Imbalanced Graph Classification with Multi-scale Oversampling Graph Neural Networks
Rongrong Ma, Guansong Pang, Ling Chen
TL;DR
Imbalanced graph classification is addressed by MOSGNN, a multi-scale oversampling GNN that augments minority graphs at subgraph, graph, and pairwise levels. It jointly optimizes three auxiliary objectives—graph-level classification, pairwise-graph relation prediction, and MIL-based subgraph classification—via the overall objective $\mathcal{L}=L^g + \lambda L^p + \beta L^s$, thereby enriching minority representations. MOSGNN demonstrates significant gains over state-of-the-art methods across 16 datasets and remains adaptable to different loss functions and GNN backbones, highlighting its versatility and practical impact. The approach emphasizes intra- and inter-graph information, offering a scalable, generic framework for robust imbalanced graph learning with strong empirical support.
Abstract
One main challenge in imbalanced graph classification is to learn expressive representations of the graphs in under-represented (minority) classes. Existing generic imbalanced learning methods, such as oversampling and imbalanced learning loss functions, can be adopted for enabling graph representation learning models to cope with this challenge. However, these methods often directly operate on the graph representations, ignoring rich discriminative information within the graphs and their interactions.
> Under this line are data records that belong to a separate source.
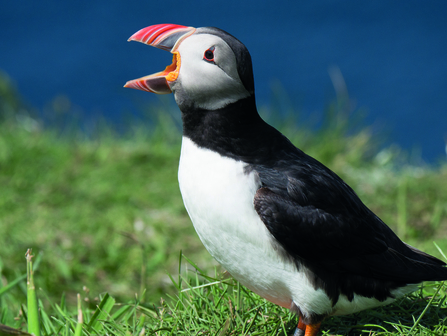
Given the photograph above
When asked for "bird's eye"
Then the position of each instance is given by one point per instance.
(209, 55)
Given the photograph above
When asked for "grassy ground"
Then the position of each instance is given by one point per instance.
(104, 215)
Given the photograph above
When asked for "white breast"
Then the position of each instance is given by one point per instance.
(218, 196)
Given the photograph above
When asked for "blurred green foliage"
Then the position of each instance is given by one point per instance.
(105, 211)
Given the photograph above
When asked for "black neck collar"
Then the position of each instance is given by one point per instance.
(236, 131)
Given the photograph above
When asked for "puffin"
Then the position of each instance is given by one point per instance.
(279, 221)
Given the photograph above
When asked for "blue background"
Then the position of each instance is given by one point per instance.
(393, 55)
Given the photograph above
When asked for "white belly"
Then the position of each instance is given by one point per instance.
(218, 196)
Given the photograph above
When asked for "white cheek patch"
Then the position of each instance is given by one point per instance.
(209, 86)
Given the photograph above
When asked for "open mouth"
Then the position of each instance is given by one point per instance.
(158, 82)
(166, 37)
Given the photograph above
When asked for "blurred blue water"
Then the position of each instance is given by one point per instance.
(393, 55)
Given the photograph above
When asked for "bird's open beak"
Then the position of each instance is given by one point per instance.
(166, 37)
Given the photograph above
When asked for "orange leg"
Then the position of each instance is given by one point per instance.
(312, 329)
(306, 329)
(300, 329)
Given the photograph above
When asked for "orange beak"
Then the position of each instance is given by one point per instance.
(166, 37)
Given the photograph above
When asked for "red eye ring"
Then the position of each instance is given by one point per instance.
(209, 55)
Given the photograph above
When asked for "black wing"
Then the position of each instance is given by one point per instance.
(323, 225)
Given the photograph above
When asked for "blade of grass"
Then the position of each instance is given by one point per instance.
(426, 308)
(78, 330)
(12, 284)
(101, 313)
(32, 306)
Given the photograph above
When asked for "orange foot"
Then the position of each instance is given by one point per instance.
(306, 329)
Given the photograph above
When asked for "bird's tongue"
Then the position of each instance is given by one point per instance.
(158, 82)
(166, 37)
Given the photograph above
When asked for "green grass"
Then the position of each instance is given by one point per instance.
(104, 217)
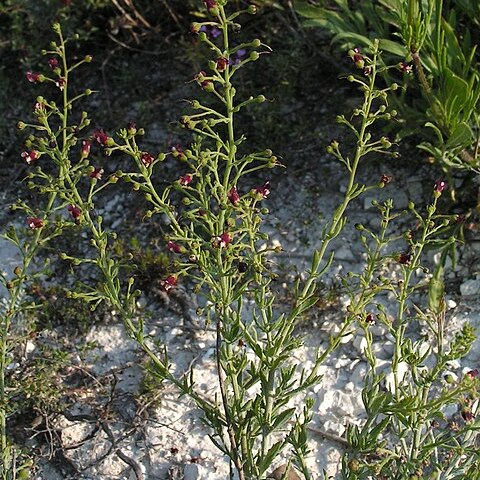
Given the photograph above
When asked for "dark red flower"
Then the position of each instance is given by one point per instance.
(34, 77)
(60, 83)
(169, 283)
(53, 63)
(175, 247)
(147, 159)
(404, 258)
(185, 180)
(406, 67)
(467, 414)
(75, 212)
(385, 179)
(85, 152)
(222, 240)
(202, 80)
(30, 156)
(97, 173)
(263, 191)
(440, 186)
(177, 152)
(132, 128)
(34, 222)
(100, 136)
(472, 373)
(357, 58)
(210, 4)
(233, 195)
(222, 63)
(39, 107)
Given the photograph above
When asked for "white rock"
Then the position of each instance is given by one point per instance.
(334, 427)
(341, 362)
(349, 387)
(344, 253)
(402, 371)
(470, 288)
(193, 471)
(357, 376)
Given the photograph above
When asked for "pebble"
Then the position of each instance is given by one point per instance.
(357, 376)
(402, 370)
(193, 471)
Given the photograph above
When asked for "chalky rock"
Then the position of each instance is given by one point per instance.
(278, 473)
(193, 471)
(469, 288)
(403, 369)
(339, 404)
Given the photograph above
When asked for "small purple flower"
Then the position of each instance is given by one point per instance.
(472, 373)
(96, 173)
(147, 159)
(100, 136)
(53, 63)
(222, 63)
(169, 283)
(263, 191)
(30, 156)
(185, 180)
(175, 247)
(34, 222)
(60, 83)
(85, 151)
(440, 186)
(357, 58)
(467, 414)
(385, 179)
(222, 240)
(237, 57)
(233, 195)
(75, 212)
(404, 258)
(406, 67)
(132, 128)
(211, 32)
(34, 77)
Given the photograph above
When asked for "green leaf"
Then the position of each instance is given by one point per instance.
(282, 418)
(461, 136)
(353, 39)
(393, 47)
(270, 456)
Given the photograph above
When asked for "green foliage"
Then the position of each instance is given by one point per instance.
(215, 237)
(446, 93)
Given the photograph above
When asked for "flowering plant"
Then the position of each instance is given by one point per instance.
(215, 213)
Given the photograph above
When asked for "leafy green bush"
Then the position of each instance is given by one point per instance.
(441, 101)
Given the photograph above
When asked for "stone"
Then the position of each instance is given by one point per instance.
(193, 471)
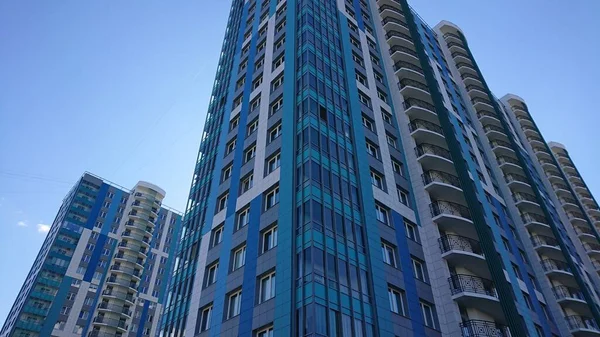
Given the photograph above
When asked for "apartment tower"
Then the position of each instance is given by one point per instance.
(104, 266)
(356, 177)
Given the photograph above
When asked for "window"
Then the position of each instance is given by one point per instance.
(250, 153)
(274, 133)
(411, 230)
(273, 163)
(373, 150)
(419, 269)
(267, 288)
(402, 195)
(268, 332)
(211, 274)
(243, 218)
(389, 254)
(397, 301)
(272, 198)
(381, 213)
(217, 236)
(398, 167)
(222, 202)
(428, 315)
(239, 258)
(205, 318)
(252, 127)
(234, 304)
(269, 239)
(377, 180)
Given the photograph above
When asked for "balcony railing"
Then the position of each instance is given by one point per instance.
(402, 64)
(404, 50)
(426, 148)
(440, 177)
(581, 322)
(451, 208)
(410, 102)
(561, 292)
(552, 265)
(423, 124)
(480, 328)
(407, 82)
(481, 100)
(450, 242)
(472, 284)
(539, 240)
(507, 160)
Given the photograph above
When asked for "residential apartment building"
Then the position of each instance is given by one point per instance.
(356, 177)
(104, 266)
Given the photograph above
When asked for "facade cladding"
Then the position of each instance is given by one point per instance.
(104, 266)
(356, 177)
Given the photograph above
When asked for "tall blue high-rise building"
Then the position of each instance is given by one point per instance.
(104, 266)
(356, 177)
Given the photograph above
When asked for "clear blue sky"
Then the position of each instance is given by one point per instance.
(120, 88)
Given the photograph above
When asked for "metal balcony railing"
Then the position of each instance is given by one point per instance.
(480, 328)
(451, 208)
(407, 82)
(539, 240)
(403, 64)
(440, 177)
(581, 322)
(410, 102)
(423, 124)
(473, 284)
(450, 242)
(552, 265)
(426, 148)
(403, 49)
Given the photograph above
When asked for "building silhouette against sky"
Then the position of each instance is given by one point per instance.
(104, 266)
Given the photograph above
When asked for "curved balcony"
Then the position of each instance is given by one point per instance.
(581, 326)
(119, 309)
(517, 182)
(432, 156)
(135, 272)
(427, 132)
(461, 250)
(111, 322)
(442, 185)
(452, 217)
(119, 295)
(509, 165)
(420, 109)
(480, 328)
(480, 103)
(477, 292)
(502, 148)
(547, 245)
(558, 270)
(486, 117)
(526, 202)
(414, 88)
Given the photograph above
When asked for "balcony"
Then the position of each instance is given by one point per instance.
(558, 270)
(526, 202)
(461, 250)
(517, 182)
(477, 292)
(420, 109)
(547, 245)
(480, 328)
(427, 132)
(581, 326)
(452, 217)
(486, 117)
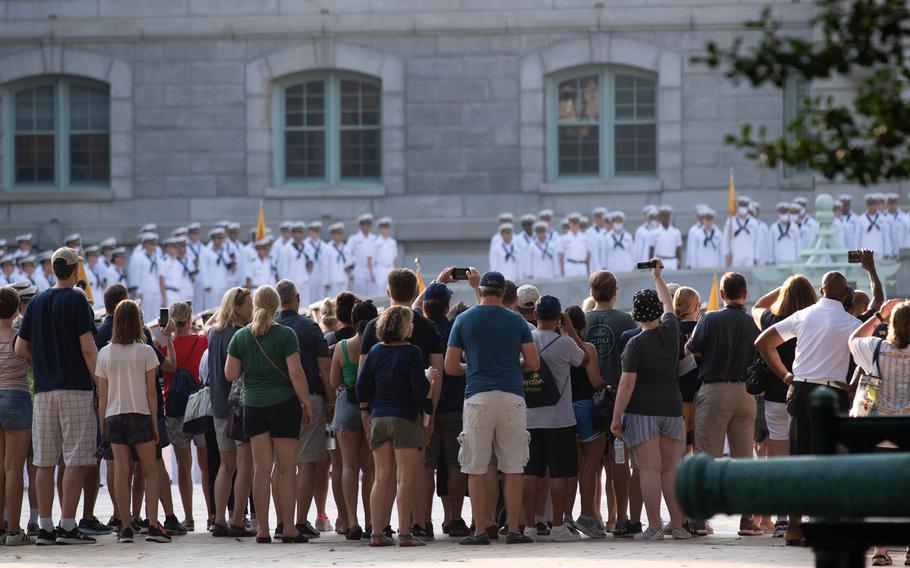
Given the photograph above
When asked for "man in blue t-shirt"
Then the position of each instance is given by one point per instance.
(57, 335)
(493, 340)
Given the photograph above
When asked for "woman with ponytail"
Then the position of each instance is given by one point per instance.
(276, 401)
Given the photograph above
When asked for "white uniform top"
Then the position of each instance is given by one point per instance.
(363, 247)
(708, 247)
(618, 251)
(504, 259)
(643, 240)
(665, 241)
(872, 232)
(338, 258)
(786, 242)
(292, 264)
(540, 260)
(743, 240)
(262, 271)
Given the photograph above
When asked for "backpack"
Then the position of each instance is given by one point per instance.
(540, 386)
(182, 386)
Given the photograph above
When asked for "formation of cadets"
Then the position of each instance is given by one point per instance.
(160, 271)
(541, 249)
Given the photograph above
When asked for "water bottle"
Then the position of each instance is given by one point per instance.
(619, 454)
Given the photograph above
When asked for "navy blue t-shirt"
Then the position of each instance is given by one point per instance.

To tackle this issue, we introduce a novel multi-scale oversampling graph neural network (MOSGNN) that learns expressive minority graph representations based on intra- and inter-graph semantics resulting from oversampled graphs at multiple scales - subgraph, graph, and pairwise graphs. It achieves this by jointly optimizing subgraph-level, graph-level, and pairwise-graph learning tasks to learn the discriminative information embedded within and between the minority graphs. Extensive experiments on 16 imbalanced graph datasets show that MOSGNN i) significantly outperforms five state-of-the-art models, and ii) offers a generic framework, in which different advanced imbalanced learning loss functions can be easily plugged in and obtain significantly improved classification performance.